Emeritus professor David Black, a political expert at Curtin University, says Wyatt’s personal vote could be as high as 2-3%, which could buffer him from national swings.

Ken Wyatt
Ken Wyatt delivers his maiden speech to the House of Representatives in Canberra in 2010 wearing a kangaroo skin bestowed upon him by Indigenous elders. Photograph: Alan Porritt/AAP

“An Indigenous candidate with moderate views is a good a choice as the government could have at this moment,” Black says. “If he can’t win it’s because of the overwhelming national mood, not because of him.”

One of the areas drafted in during the Hasluck boundary change is Beckenham, a suburb under the flight path. After the morning strategy meeting Wyatt heads to a street to door-knock residents about their experience signing up to the national broadband network, which was switched on in the area last month. Two staffers, who divvy up the electoral roll and prepare to tackle the odd-numbered side of the street, slip their Team Wyatt T-shirts over their collared shirts and suit pants. It does indeed look incongruous.

It is not a resounding success. “Sometimes you get houses with people in them but they pretend not to be home,” Wyatt says, after a third house elicits no response. Of the four people who do open the door to chat, two have no interest in the NBN, while a third requests more street lights.

Beckenham is a focus of Wyatt’s pre-election door-knocking schedule. He allocates three minutes per house.

“You get the incredible privilege of being able to intrude but you must never abuse that,” he says.

Ken Wyatt, door-knocking voters in his electorate
Ken Wyatt allocates three minutes per house when door-knocking in his electorate.
Photograph: Will Russell for the Guardian

In the car on the way to Kalamunda community radio station, Wyatt talks about his family history. His mother, Mona Abdullah, was a member of the stolen generations and grew up on Roelands Mission but his grandmother, Maisy, lived at Guilford near the banks of the Swan River.

“I got hold of her native welfare files a few years ago, because I got my native welfare files, and my mother’s,” he says. “She lived there for some time and every now and then you’d see an entry that says ‘Maisey Deekie: drunk and disorderly’. It was like revisiting the past when I was elected because it took in that area, and I remember as a kid staying at the old Guildford hotel and my grandmother being in the area, so it’s got special meaning.”

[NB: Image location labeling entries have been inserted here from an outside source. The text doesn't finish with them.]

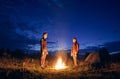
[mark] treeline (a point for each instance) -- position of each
(17, 53)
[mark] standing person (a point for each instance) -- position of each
(74, 51)
(44, 50)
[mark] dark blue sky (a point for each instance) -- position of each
(95, 23)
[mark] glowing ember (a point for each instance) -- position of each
(60, 64)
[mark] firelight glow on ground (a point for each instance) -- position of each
(60, 64)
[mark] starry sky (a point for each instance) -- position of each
(95, 24)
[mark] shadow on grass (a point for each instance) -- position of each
(53, 74)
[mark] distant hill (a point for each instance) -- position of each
(115, 57)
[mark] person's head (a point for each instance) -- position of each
(45, 35)
(74, 40)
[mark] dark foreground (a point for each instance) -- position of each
(16, 70)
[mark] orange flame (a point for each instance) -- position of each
(60, 64)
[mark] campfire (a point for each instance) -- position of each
(60, 64)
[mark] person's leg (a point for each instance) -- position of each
(75, 60)
(42, 61)
(44, 58)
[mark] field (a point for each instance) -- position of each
(30, 69)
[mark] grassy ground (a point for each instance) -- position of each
(29, 69)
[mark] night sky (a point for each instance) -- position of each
(95, 23)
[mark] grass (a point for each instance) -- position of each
(14, 69)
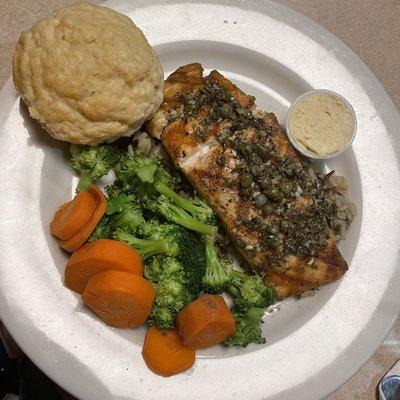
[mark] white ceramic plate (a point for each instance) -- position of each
(314, 344)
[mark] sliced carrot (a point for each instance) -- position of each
(97, 256)
(83, 234)
(165, 353)
(205, 322)
(120, 299)
(73, 215)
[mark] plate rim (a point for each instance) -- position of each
(371, 78)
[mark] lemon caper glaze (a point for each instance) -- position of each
(271, 182)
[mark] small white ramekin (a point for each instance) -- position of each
(299, 147)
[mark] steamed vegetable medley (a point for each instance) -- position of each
(148, 251)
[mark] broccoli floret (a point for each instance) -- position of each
(196, 207)
(249, 291)
(161, 266)
(174, 241)
(217, 274)
(171, 212)
(146, 177)
(172, 292)
(138, 174)
(93, 162)
(248, 328)
(126, 213)
(103, 230)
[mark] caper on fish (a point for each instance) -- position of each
(245, 179)
(262, 151)
(256, 170)
(226, 111)
(265, 183)
(286, 187)
(268, 209)
(260, 200)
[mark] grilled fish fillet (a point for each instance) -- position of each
(193, 140)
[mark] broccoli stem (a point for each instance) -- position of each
(85, 181)
(216, 276)
(181, 217)
(248, 328)
(146, 247)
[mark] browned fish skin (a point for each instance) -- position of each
(211, 168)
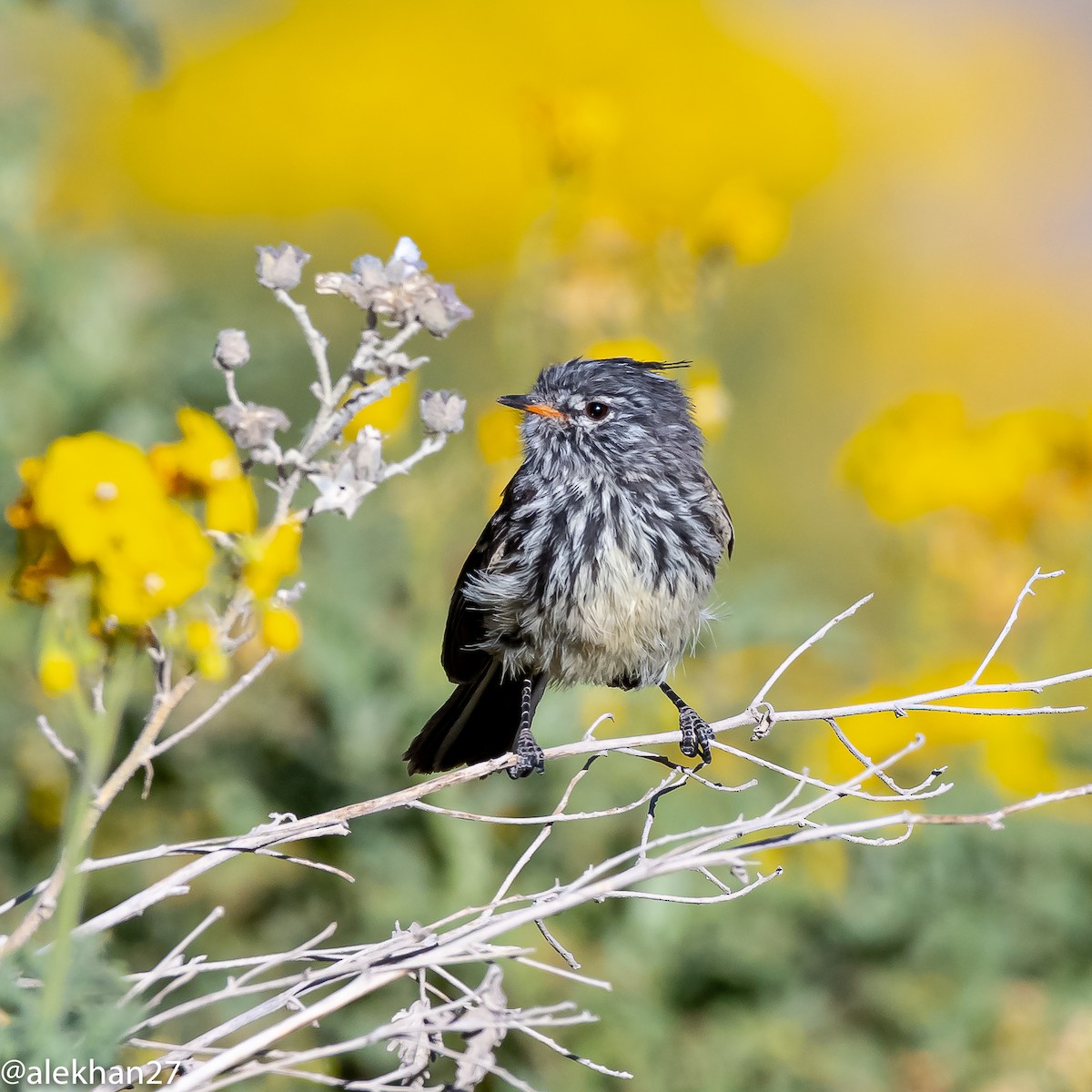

Wyatt says his Aboriginality created a dual constituency: voters in Hasluck, and the broader Indigenous community who expect him to represent their views.

“You can have pressure brought on you that competes against what people expect of you and also what is possible to deliver,” he says. “And then you have got your own party priorities within that.”

He wore the booka to show “we should never be embarrassed about the qualities of our heritage”, butsays he does not want to be overlooked because of that heritage.

“I do have a concern though that I am ‘stereotypified’ as only being able to cope with Indigenous issues,” he says, adding that was why he was pleased to be given the job of assistant minister for health and aged care. “In working in those areas I’m demonstrating that my capabilities are not just channelled into the affairs of our people but to broader Australian society, and I am relishing that opportunity,” he says, adding that he won’t resile from the things he needs to do to champion Aboriginal and Torres Strait Islander causes.

Ken Wyatt chats with Environment Minister Greg Hunt during a visit to Lesmurdie.
Ken Wyatt chats with Environment Minister Greg Hunt during a visit to Lesmurdie. Photograph: Will Russell for the Guardian

The Labor party is running four Indigenous candidates in lower house seats this election: former state MP Linda Burney in New South Wales; and former WA state MP Carol Martin, human rights lawyer Tammy Solonec, and Aboriginal employment mentor Barry Winmar in WA.

“It’s going to be good for Indigenous Australians with the number of candidates standing because it means we have got a lot of people who have confidence, who believe in their abilities and capacity, but they have also been able to be supported by a party and I think that’s important,” Wyatt says.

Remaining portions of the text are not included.